Mais Caïn savait déjà que ses appels étaient vains. Il connaissait assez bien son commandant pour cela. « Et toujours pas assez bien pour la fermer quand il le faut », pensa-t-il avec amertume. Il n'avait aucune chance de la rattraper, même si son fauteuil avait été à côté du lit et qu'il l'avait poursuivit nu. Le temps de s'extirper des draps la porte d'entrée claquait déjà.


  • Merde !, ragea Caïn.


Il se battait avec ses jambes pour s'asseoir au bord du lit et pouvoir repérer toutes les parties de sa tenue. Il avait vraiment l'impression que la veille il s'était amusé à les disperser partout. Caïn voyait très bien où était son fauteuil, sauf qu'il le voyait à travers la porte de la chambre laissé ouverte. Le tas de ferraille l'attendait sagement dans le salon

.

Le capitaine de police se débattit pendant presque une demi-heure, tantôt rampant pour attraper son caleçon, tantôt pour saisir un t-shirt, tout cela pour se tortiller à terre afin de les enfiler. Quand il parvint enfin à s'asseoir sur son fauteuil il était essoufflé et encore pieds nus. Toute cette activité n'avait rien arrangé sa gueule de bois qui lui lancinait les tempes.
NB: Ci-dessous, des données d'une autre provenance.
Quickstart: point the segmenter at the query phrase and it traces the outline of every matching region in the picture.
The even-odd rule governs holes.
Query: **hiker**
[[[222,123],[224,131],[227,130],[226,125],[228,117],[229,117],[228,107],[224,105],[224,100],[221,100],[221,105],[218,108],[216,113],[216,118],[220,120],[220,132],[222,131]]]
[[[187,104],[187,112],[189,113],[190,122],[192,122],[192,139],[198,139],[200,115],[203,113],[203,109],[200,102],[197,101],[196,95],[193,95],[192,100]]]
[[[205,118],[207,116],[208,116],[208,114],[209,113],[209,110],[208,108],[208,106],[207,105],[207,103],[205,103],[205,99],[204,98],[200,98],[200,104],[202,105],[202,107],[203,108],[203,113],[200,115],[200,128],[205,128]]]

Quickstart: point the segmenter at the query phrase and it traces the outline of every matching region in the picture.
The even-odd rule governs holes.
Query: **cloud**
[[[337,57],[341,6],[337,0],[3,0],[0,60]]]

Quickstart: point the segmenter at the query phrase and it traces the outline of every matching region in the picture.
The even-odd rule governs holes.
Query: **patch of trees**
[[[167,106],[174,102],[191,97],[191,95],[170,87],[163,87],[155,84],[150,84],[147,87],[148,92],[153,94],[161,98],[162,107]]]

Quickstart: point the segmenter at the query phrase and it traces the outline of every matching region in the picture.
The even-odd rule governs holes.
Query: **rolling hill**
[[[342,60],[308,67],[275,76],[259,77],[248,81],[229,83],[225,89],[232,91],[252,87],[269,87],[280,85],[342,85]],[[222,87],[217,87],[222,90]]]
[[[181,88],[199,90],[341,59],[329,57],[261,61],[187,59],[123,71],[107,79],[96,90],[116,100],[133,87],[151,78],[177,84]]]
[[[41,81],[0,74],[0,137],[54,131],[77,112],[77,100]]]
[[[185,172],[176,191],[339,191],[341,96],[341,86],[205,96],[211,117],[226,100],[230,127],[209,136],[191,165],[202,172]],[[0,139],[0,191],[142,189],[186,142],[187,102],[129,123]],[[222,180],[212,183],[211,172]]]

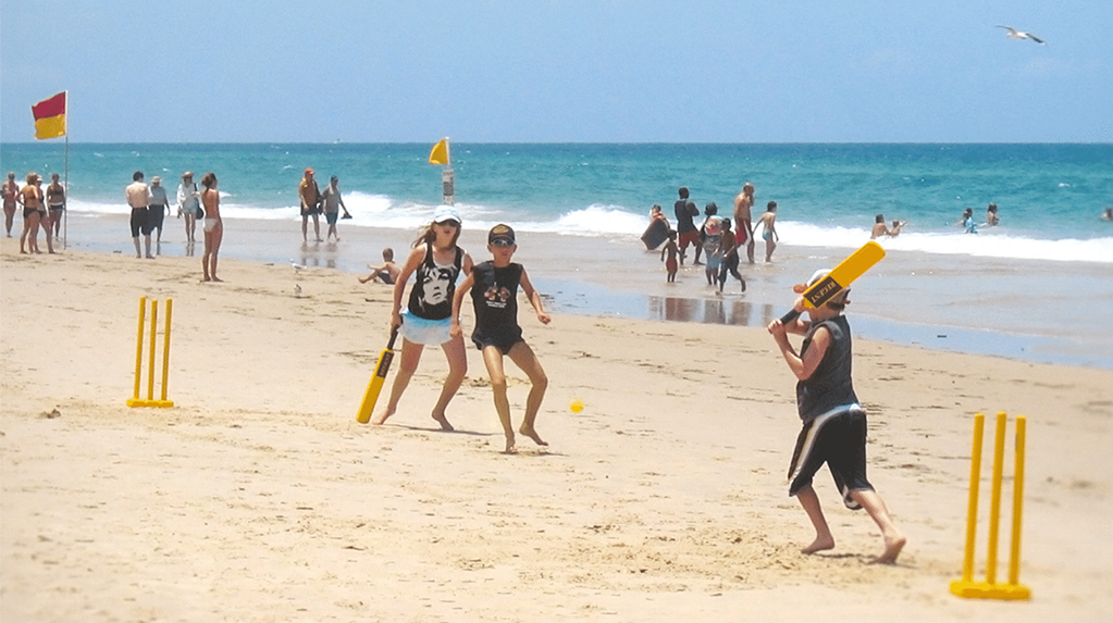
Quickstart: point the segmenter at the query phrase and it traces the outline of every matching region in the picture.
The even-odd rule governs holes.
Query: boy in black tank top
[[[452,335],[460,336],[460,308],[463,305],[464,293],[472,293],[472,304],[475,308],[475,330],[472,342],[483,352],[483,363],[491,376],[491,390],[494,393],[494,408],[499,414],[503,433],[506,435],[506,454],[516,454],[514,444],[514,427],[510,422],[510,402],[506,398],[506,373],[502,366],[503,355],[522,368],[530,377],[530,395],[525,400],[525,416],[519,433],[533,439],[540,446],[549,445],[534,428],[541,400],[549,386],[549,377],[541,367],[541,362],[530,345],[522,339],[522,328],[518,326],[518,288],[522,287],[525,297],[533,306],[541,324],[548,325],[552,318],[541,304],[541,295],[533,289],[529,276],[521,264],[510,261],[518,245],[514,243],[514,230],[505,225],[496,225],[487,234],[487,250],[493,259],[476,264],[464,283],[456,288],[452,298]]]
[[[827,275],[819,270],[807,285],[794,288],[797,294]],[[808,313],[810,322],[794,319],[788,325],[780,319],[769,323],[788,368],[798,379],[797,409],[804,428],[796,442],[789,467],[789,495],[795,495],[811,520],[816,540],[805,547],[814,554],[835,547],[819,496],[811,488],[811,477],[824,465],[830,469],[835,484],[849,508],[865,508],[879,528],[885,548],[877,562],[893,564],[905,545],[905,535],[893,523],[885,501],[866,479],[866,412],[858,404],[850,375],[850,325],[843,316],[849,289],[838,293],[830,301],[805,308],[798,296],[792,308]],[[805,335],[800,353],[788,342],[787,333]]]

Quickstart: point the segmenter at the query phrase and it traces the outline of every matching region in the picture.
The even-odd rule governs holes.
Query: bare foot
[[[894,564],[897,562],[897,556],[900,555],[900,550],[904,548],[905,543],[908,540],[902,534],[893,538],[885,540],[885,551],[881,552],[880,556],[877,556],[875,563],[878,564]]]
[[[538,435],[536,431],[534,431],[533,428],[526,428],[524,424],[522,425],[521,428],[518,429],[518,432],[533,439],[533,443],[538,444],[539,446],[549,445],[549,442],[542,439],[541,436]]]
[[[816,538],[811,545],[800,550],[805,554],[815,554],[816,552],[823,552],[824,550],[834,550],[835,540],[834,538]]]
[[[433,414],[432,417],[433,419],[436,421],[437,424],[441,425],[441,431],[445,431],[447,433],[455,431],[455,428],[453,428],[452,425],[449,424],[449,418],[445,417],[443,413],[440,415]]]

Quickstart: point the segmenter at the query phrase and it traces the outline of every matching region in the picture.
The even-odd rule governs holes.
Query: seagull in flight
[[[1008,34],[1013,39],[1031,39],[1031,40],[1035,41],[1036,43],[1040,43],[1041,46],[1046,46],[1046,43],[1043,42],[1043,39],[1036,37],[1035,34],[1033,34],[1031,32],[1024,32],[1023,30],[1016,30],[1015,28],[1013,28],[1011,26],[997,26],[997,28],[1004,28],[1005,30],[1007,30],[1008,32],[1006,34]]]

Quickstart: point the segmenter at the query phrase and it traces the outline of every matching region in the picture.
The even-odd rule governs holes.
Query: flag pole
[[[69,92],[66,93],[66,99],[69,99]],[[69,106],[69,103],[67,103]],[[66,123],[69,125],[69,117],[66,118]],[[66,190],[65,202],[62,207],[62,249],[68,249],[69,246],[66,244],[67,236],[69,235],[69,128],[66,128],[66,158],[65,158],[65,176],[63,176],[63,188]]]
[[[456,202],[456,174],[452,170],[452,141],[444,137],[444,170],[441,171],[441,186],[444,191],[444,204],[452,206]]]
Caïn se dirigea vers la cuisine tout en écartant les bouteilles de bières vides sur son chemin. Il hésita un instant entre le café et l'aspirine pour finir par opter pour le cachet. Il saisit une petite bouteille plastique et enfonça la pastille dans le goulot. Il la referma et secoua la bouteille avant de se rediriger vers la chambre pour enfiler chaussettes et chaussures afin de pouvoir aller au SRPJ pour s'expliquer avec Lucie.


Penser à sa collègue lui avait mis un coup de fouet. Il roula rapidement jusqu'à la porte mais se rappela son état une seconde trop tard. Il avait ouvert la porte et ne put retenir un grognement de douleur et de surprise face à la luminosité soudaine du dehors. Par réflexe il se protégea les yeux d'une main et recula de l'autre mais dans sa précipitation il ne fut efficace ni pour l'un, ni pour l'autre.


Il s'en rendit bien compte et changea de stratégie. Caïn ferla rapidement sa porte et fonça vers sa voiture. Là il se jeta sur le siège conducteur et saisit la paire de lunette de soleil qui traînait toujours dans sa boite à gants. Une fois les verres sur le nez il put enfin y voir clair. Il s'assit mieux et démonta précautionneusement son siège de peur de faire encore une erreur qui lui coûterait du temps.


Sous le soleil tapant de Marseille, le vent fut son meilleur ami. Au volant les événements reprenaient peu à peu leur place et le capitaine pouvait réfléchir. Sauf que son esprit ne semblait pas disposé à s'intéresser aux sujets urgents. La seule évocation de Lucie faisait émerger devant ses yeux la vision d'elle qui lui avait été donné de contempler la veille. Son commandant les yeux détachés, en bataille, les pupilles dilatées et le rouge aux joues.


Rien que d'y penser le capitaine déglutissait moins bien. Comment avait-il fait pour ne découvrir cette femme que la veille ? Elle était sulfureuse, certes, mais surtout, et c'est cela qui restait imprimé dans la rétine de Caïn, d'une beauté sans égale.


Il avait, comme tout le monde, ses standards de beauté, qui divergeaient d'ailleurs peu des canons classiques, des fantasmes populaires.Mais là … Delambre avait eu quelque chose que Caïn n'avait même jamais trouvé chez Gaëlle. Entre son ex-femme et lui l'amour avait toujours été une lutte, avec Lucie cela avait été un abandon total. De sa part à elle mais aussi de lui.


Une voix insidieuse soufflait dans sa tête que c'était sûrement dû à la quantité d'alcool qu'ils avaient ingéré mais il ne voulait pas y croire. Avant qu'il ait eu le temps de se tourmenter plus avec cette idée, il arriva devant le SRPJ. Furieux contre lui-même, ses idées comme sa remarque de ce matin-là, un de ses roues lui échappa et rebondit jusque devant les marches d'entrée, quelques mètres plus loin.

Caïn aurait bien juré encore mais c'est ce moment que choisit Borel pour sortir du bâtiment. Il salua le capitaine tout en lui ramenant la pièce manquante à son puzzle.


  • Merci Borel. Vous pouvez me coincer Delambre dans mon bureau ?
  • Le commandant n'est pas passé au SRPJ ce matin, capitaine.